Logo

Phonemize

Join the Discord PyPI Python PyPI Downloads License

Phonemize is a modern, multilingual grapheme-to-phoneme (G2P) conversion library powered by state-of-the-art Transformer models. This library delivers production-grade accuracy, lightning-fast inference, and seamless integration into text-to-speech (TTS) pipelines, speech synthesis engines, and other voice-related applications. Whether you're building real-time TTS systems or offline speech processing pipelines, Phonemize provides the precision and performance you need.


Quick Access


Key Features

  • Easy-to-use API: Intuitive Python interface for both training and inference tasks. Get started with just a few lines of code.

  • Multilingual Support: Train and deploy a single unified model across multiple languages without architectural changes.

  • High Performance: Achieve microsecond-level inference latency with state-of-the-art Transformer-based predictions.

  • Custom Training: Train your own specialized models with minimal setup using simple YAML configuration files.

  • Optimized for TTS: Purpose-built for real-time streaming, offline batch processing, and production text-to-speech systems.

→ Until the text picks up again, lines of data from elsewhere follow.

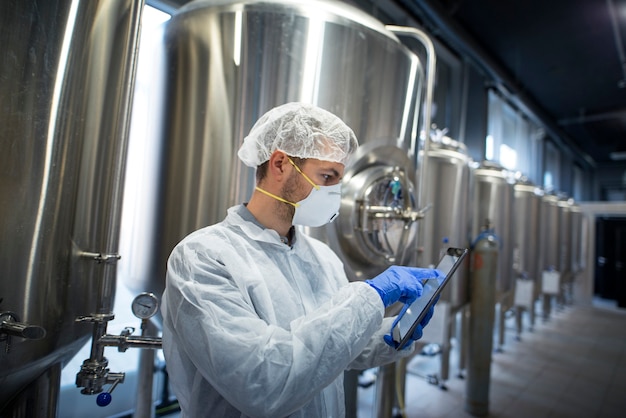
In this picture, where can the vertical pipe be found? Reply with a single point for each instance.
(483, 272)
(40, 397)
(385, 391)
(144, 405)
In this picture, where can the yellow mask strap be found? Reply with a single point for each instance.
(305, 176)
(295, 205)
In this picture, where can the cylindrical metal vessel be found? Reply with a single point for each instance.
(483, 273)
(67, 71)
(229, 62)
(492, 203)
(578, 235)
(565, 239)
(527, 219)
(550, 225)
(447, 223)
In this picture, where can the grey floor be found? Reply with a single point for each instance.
(573, 365)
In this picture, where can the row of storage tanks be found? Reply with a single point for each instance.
(225, 63)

  • TorchScript Export: Export trained models to TorchScript for hardware-accelerated inference and deployment.


Installation

Inference Only

For using pre-trained models without training capabilities:

pip install phonemize
                

Full Installation (with Training Support)

To enable model training and all dependencies:

pip install 'phonemize[train]'
                

Requirements: Python 3.8 or later, PyTorch 1.9+

Quickstart

Basic Usage: Inference with Pre-trained Model

Load a pre-trained model and convert text to phonemes in just a few lines:

import torch
                from phonemize import Phonemizer

                # Import custom classes for safe model loading
                from phonemize.preprocessing.text import Preprocessor, LanguageTokenizer, SequenceTokenizer

                # Register classes for secure deserialization
                torch.serialization.add_safe_globals([Preprocessor, LanguageTokenizer, SequenceTokenizer])

                # Load pre-trained checkpoint
                phonemizer = Phonemizer.from_checkpoint("phonemize_m1.pt")

                # Convert text to phonemes (supports multiple languages)
                result = phonemizer("Arcosoph's quixotic insights empower enthusiasts.", lang="en_us")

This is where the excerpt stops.